This issue tracker has been migrated to GitHub, and is currently read-only.
For more information, see the GitHub FAQs in the Python's Developer Guide.

classification
Title: Folding ''.join() into f-strings
Type: Stage:
Components: Versions:
process
Status: open Resolution:
Dependencies: Superseder:
Assigned To: Nosy List: BTaskaya, eric.smith, pablogsal, rhettinger, serhiy.storchaka
Priority: normal Keywords:

Created on 2021-05-20 19:03 by BTaskaya, last changed 2022-04-11 14:59 by admin.

Messages (7)
msg394049 - (view) Author: Batuhan Taskaya (BTaskaya) * (Python committer) Date: 2021-05-20 19:03
Since strings are immutable types, we could fold some operation on top of them. Serhiy has done some work on issue 28307 regarding folding `str % args` combination, which I think we can extend even further. One simple example that I daily encounter is that, there is this pattern

'/'.join([something, something_else, user_arg])

where people would join N number of elements together with a separator, where the N is something that we know. Just a search over some locally cloned PyPI projects (a couple thousand, showed 5000+ occurrences where this optimization applies).

The preliminary benchmarks indicate that the speedup is about %40. Though there are multiple issues that might concern others:
   - type checking, f-strings cast automatically but .join() requires each element to be a string subclass. The current implementation introduces a new conversion called 'c' which actually does the type checking instead of converting the value.
   - preventing a call to a runtime function, I belive that this work is not that different than issue 28307 which prevents str.__mod__ though I understand the concern

Here is the implementation if anybody wants to take a look at it: https://github.com/isidentical/cpython/commit/d7ea8f6e38578ba06d28deb4b4a8df676887ec26

I believe that the implementation can be optimized further (etc if a continuous block of elements are a string, then we can load all of them in one go!). And some cases proved that the f-strings might be faster than the join by 1.7-1.8x.
msg394092 - (view) Author: Eric V. Smith (eric.smith) * (Python committer) Date: 2021-05-21 01:10
To be pedantic, f-strings don't "cast" to a string, they call format(obj) on the argument. Typically this is the same as str(obj), but it need not be. I guess if all of the arguments are already exact strings then this distinction doesn't matter, but I'd have to give it some more thought.

I've never seen the pattern of joining a fixed size list, but I guess it exists in the wild. I'm skeptical that this optimization is worth doing. We should check on a real-world benchmark instead of a micro benchmark.
msg394152 - (view) Author: Batuhan Taskaya (BTaskaya) * (Python committer) Date: 2021-05-21 20:41
> We should check on a real-world benchmark instead of a micro benchmark.

It is a pretty-targeted optimization, so I don't expect it to speed up the macro benchmarks.

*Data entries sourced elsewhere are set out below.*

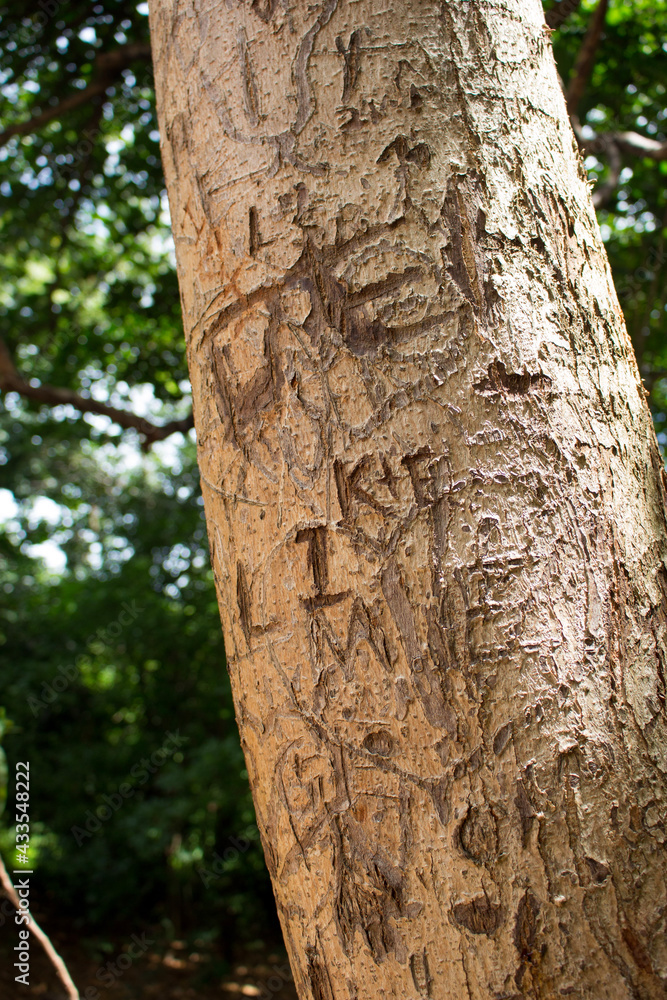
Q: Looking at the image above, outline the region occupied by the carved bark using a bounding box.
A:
[151,0,667,1000]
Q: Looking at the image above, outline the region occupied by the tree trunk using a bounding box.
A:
[151,0,667,1000]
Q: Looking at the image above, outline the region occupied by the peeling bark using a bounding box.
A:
[151,0,667,1000]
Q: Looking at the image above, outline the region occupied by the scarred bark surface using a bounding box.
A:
[151,0,667,1000]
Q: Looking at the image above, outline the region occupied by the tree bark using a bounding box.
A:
[151,0,667,1000]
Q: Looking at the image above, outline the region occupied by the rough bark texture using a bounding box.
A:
[151,0,667,1000]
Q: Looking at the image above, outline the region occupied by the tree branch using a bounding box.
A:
[0,42,151,146]
[0,340,194,449]
[0,858,80,1000]
[565,0,609,115]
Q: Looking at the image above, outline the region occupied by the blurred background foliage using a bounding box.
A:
[0,0,667,947]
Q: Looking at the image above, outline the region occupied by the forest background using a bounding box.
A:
[0,0,667,998]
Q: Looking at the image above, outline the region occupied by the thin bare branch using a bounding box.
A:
[565,0,609,115]
[607,132,667,160]
[593,140,623,208]
[0,858,80,1000]
[0,42,151,146]
[0,340,194,447]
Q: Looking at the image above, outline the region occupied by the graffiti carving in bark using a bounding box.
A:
[151,0,667,1000]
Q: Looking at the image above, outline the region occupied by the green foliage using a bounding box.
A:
[0,0,667,941]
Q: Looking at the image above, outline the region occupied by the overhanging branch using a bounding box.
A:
[0,340,194,448]
[0,42,151,146]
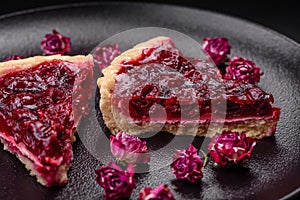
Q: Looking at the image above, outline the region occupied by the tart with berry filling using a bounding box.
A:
[0,55,94,187]
[97,37,280,138]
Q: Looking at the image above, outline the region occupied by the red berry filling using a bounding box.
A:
[112,46,273,122]
[0,60,88,185]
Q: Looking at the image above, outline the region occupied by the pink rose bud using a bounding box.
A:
[138,184,175,200]
[223,57,262,84]
[93,44,121,71]
[41,29,71,55]
[202,38,231,65]
[209,131,256,166]
[110,132,151,163]
[170,144,203,183]
[96,162,136,200]
[2,56,25,62]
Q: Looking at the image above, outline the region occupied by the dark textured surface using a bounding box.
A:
[0,1,300,199]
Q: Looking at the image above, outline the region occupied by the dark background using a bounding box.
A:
[0,0,300,43]
[0,0,300,199]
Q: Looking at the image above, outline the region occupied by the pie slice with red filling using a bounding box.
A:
[98,37,280,138]
[0,55,94,187]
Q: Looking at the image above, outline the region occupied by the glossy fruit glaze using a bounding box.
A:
[0,60,92,185]
[112,46,273,121]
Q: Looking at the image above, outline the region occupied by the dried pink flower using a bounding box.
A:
[110,132,151,163]
[170,144,203,183]
[138,184,175,200]
[41,29,71,55]
[93,44,121,71]
[209,131,256,166]
[202,38,231,65]
[96,162,136,200]
[2,55,25,62]
[223,56,262,84]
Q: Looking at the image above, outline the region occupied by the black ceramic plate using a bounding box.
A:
[0,3,300,199]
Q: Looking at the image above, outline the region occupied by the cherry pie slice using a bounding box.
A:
[98,37,280,138]
[0,55,94,187]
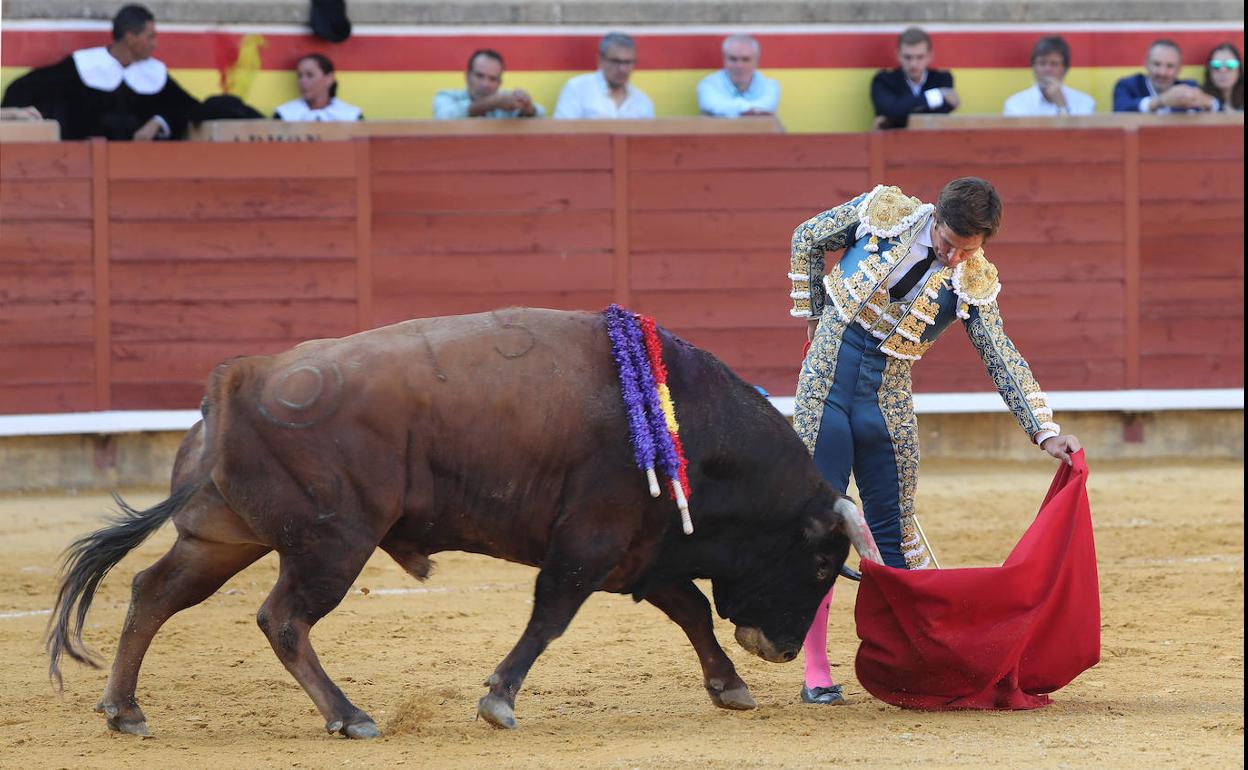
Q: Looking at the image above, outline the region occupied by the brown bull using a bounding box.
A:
[47,309,878,738]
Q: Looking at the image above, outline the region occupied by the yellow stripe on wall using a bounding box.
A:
[0,65,1203,134]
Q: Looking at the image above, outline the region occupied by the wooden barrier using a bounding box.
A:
[0,126,1243,413]
[907,112,1244,131]
[191,115,784,142]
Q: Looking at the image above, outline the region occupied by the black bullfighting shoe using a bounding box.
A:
[801,684,845,706]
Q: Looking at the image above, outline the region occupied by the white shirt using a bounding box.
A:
[906,70,945,110]
[854,217,1057,447]
[854,217,943,302]
[277,96,363,122]
[1005,84,1096,117]
[74,46,168,96]
[554,70,654,120]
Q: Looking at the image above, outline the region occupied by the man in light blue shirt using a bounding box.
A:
[698,35,780,117]
[433,49,545,120]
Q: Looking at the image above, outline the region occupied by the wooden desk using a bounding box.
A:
[191,115,784,142]
[910,112,1244,130]
[0,120,61,142]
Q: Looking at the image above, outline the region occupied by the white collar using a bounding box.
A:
[277,96,359,122]
[74,45,168,96]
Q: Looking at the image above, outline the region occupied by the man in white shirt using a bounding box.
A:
[1005,35,1096,117]
[871,26,961,129]
[554,32,654,120]
[698,35,780,117]
[2,5,200,141]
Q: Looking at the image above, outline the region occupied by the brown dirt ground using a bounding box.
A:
[0,461,1244,769]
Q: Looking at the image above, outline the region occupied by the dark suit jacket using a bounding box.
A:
[1113,72,1196,112]
[871,67,953,129]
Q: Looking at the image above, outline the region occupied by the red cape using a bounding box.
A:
[854,452,1101,710]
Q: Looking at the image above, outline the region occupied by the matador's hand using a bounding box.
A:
[1040,434,1083,465]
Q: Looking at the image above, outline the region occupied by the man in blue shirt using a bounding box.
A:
[698,35,780,117]
[1113,40,1214,114]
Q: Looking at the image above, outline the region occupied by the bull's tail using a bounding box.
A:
[47,483,196,689]
[832,497,884,564]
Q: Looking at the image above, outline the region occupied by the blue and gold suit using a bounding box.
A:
[789,186,1061,569]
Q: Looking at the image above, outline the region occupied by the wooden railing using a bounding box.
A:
[0,126,1244,413]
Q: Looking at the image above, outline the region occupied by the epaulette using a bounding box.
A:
[953,248,1001,318]
[857,185,934,238]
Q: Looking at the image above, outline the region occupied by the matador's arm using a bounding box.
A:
[789,195,866,318]
[960,301,1062,443]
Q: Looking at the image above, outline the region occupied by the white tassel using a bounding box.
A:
[671,479,694,534]
[645,468,661,497]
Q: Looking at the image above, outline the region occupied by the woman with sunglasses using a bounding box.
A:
[1201,42,1244,112]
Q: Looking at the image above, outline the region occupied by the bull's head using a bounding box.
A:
[713,495,881,663]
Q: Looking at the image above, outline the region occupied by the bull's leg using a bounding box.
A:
[95,534,268,735]
[256,546,371,738]
[645,582,758,710]
[477,532,615,729]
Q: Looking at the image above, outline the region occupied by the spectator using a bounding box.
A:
[1005,35,1096,116]
[871,26,960,129]
[1201,42,1244,112]
[273,54,364,122]
[554,32,654,119]
[698,35,780,117]
[1113,40,1216,114]
[433,49,545,120]
[2,5,200,141]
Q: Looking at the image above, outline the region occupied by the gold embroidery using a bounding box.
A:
[877,358,930,569]
[789,197,861,318]
[792,312,845,456]
[862,187,922,233]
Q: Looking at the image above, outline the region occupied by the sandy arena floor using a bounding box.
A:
[0,458,1244,769]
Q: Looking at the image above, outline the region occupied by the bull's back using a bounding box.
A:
[207,308,628,560]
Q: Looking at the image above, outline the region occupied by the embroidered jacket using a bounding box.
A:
[789,185,1061,438]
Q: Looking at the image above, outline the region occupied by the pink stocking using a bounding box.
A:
[801,589,832,688]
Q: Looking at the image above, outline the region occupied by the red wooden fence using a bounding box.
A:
[0,126,1244,413]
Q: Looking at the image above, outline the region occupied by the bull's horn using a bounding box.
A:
[645,468,661,497]
[832,498,884,564]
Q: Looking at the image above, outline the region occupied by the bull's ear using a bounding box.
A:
[815,553,834,583]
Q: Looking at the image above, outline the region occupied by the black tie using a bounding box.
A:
[889,246,936,300]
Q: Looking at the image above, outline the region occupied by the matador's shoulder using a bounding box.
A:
[857,185,934,238]
[953,248,1001,305]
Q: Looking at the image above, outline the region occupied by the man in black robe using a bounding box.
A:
[2,5,200,141]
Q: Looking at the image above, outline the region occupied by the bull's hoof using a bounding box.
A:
[477,693,515,730]
[708,686,759,711]
[95,699,150,738]
[324,715,382,740]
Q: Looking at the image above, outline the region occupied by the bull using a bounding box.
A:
[47,308,871,738]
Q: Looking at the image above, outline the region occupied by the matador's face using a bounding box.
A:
[932,221,983,267]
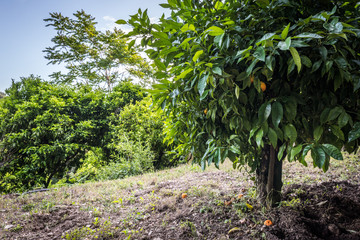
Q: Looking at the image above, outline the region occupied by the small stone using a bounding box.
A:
[328,224,340,236]
[4,225,16,230]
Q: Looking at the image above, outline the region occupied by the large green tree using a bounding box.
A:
[0,76,108,192]
[0,76,144,192]
[44,10,151,91]
[118,0,360,206]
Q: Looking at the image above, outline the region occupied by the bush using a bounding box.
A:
[108,97,178,169]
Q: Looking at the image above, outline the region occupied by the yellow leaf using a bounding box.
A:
[246,203,254,210]
[228,227,240,234]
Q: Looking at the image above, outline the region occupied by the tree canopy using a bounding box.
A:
[118,0,360,206]
[44,10,151,91]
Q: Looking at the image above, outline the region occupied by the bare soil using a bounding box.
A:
[0,156,360,240]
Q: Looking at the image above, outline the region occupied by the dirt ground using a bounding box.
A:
[0,156,360,240]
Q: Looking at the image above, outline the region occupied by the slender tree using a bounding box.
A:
[44,10,151,91]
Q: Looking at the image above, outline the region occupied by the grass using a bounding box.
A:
[0,154,360,239]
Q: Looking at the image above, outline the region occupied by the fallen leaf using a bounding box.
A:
[228,227,240,234]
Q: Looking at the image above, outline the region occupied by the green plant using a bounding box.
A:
[180,220,198,237]
[118,0,360,207]
[44,10,151,92]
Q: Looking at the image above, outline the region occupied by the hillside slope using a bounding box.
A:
[0,155,360,240]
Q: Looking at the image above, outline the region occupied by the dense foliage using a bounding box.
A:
[118,0,360,206]
[44,10,151,91]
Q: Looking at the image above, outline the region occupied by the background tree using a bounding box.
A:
[118,0,360,206]
[0,76,108,192]
[44,10,151,91]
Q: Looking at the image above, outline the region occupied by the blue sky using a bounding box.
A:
[0,0,168,92]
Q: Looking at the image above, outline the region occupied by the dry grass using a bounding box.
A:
[0,155,360,239]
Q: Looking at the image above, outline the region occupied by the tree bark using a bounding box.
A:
[256,145,282,208]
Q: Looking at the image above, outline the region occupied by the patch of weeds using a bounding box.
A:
[189,186,207,197]
[62,218,118,240]
[121,229,139,240]
[9,224,23,232]
[180,220,197,237]
[280,198,301,208]
[200,205,213,213]
[92,208,101,217]
[40,199,55,212]
[190,164,202,172]
[21,203,35,212]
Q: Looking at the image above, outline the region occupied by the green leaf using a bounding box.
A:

Though that shouldn't be a blocker for small, targeted optimizations.
msg394153 - (view) Author: Eric V. Smith (eric.smith) * (Python committer) Date: 2021-05-21 20:45
> It is a pretty-targeted optimization, so I don't expect it to speed up the macro benchmarks. Though that shouldn't be a blocker for small, targeted optimizations.

In the past we've rejected optimizations that make the code more complex and don't result in any noticeable real-world speedups. I don't think that policy has changed.
msg394154 - (view) Author: Raymond Hettinger (rhettinger) * (Python committer) Date: 2021-05-21 20:54
I'm also dubious that this would be of value in real code.  Looking at the implementation, it seems to throw way too much code at too small of a problem.  I suspect is is more likely to cause maintenance problems than to produce noticeable benefits for users.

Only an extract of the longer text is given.